Michigan, feds to collaborate on fungal meningitis outbreak investigations
Michigan Attorney General Bill Schuette is joining forces with federal authorities to investigate last year’s fungal meningitis outbreak.
Michigan was hardest-hit by the nationwide outbreak that’s linked to tainted steroids from a now-defunct Massachusetts compounding pharmacy, the New England Compounding Center.
More than 750 people in 20 states have contracted fungal meningitis from steroid injections that were meant to relieve pain. In Michigan, 22 people have died, and more than 260 people were sickened by the disease.
Massachusetts US Attorney Carmen Ortiz joined Schuette in Detroit Monday to announce they’ll coordinate their “parallel and independent” criminal investigations. Michigan is the only state running its own criminal investigation.

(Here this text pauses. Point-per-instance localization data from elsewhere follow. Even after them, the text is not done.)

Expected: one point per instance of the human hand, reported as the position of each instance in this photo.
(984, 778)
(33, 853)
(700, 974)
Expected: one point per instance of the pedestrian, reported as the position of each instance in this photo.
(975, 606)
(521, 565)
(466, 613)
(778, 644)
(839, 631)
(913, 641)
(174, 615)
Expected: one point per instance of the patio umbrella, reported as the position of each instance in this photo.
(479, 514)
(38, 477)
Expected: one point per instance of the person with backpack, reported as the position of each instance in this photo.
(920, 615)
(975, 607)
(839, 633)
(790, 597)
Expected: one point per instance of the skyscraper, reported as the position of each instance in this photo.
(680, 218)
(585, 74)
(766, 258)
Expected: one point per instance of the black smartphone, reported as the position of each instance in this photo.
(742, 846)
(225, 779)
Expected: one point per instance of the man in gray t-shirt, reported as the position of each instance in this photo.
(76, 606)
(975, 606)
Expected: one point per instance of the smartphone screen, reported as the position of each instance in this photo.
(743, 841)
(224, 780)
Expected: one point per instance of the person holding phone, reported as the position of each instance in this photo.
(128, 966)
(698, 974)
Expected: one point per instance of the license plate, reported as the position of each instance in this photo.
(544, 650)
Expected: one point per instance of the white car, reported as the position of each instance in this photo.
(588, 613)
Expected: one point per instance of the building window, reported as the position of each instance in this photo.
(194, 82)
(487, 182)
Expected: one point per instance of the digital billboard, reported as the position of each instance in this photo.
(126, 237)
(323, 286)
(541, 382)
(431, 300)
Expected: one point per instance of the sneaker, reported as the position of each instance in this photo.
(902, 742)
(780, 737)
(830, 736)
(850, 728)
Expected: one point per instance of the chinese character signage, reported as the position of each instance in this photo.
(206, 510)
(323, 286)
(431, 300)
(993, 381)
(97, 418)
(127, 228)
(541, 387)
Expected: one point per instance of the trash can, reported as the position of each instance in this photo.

Ortiz says this cooperation will give both state and federal officials access to more information, and a bigger picture.
“I want to assure the public that these investigations remain active. And because of the consideration offered by Michigan, these independent federal and state investigations are stronger and more focused.”
Ortiz says she’s “confident in the direction” of the ongoing federal probe, which she calls “complex and wide-ranging.”
Similarly, Schuette called Michigan’s investigation—which includes a multi-county grand jury set to expire this month—“productive.”
Both Ortiz and Schuette declined to talk specifics, and wouldn’t give a timeline for when criminal charges might be filed.
But Schuette thinks this collaboration will bring swifter results. “That’s why we’re combining forces… we have two horses pulling one wagon to provide justice for victims.”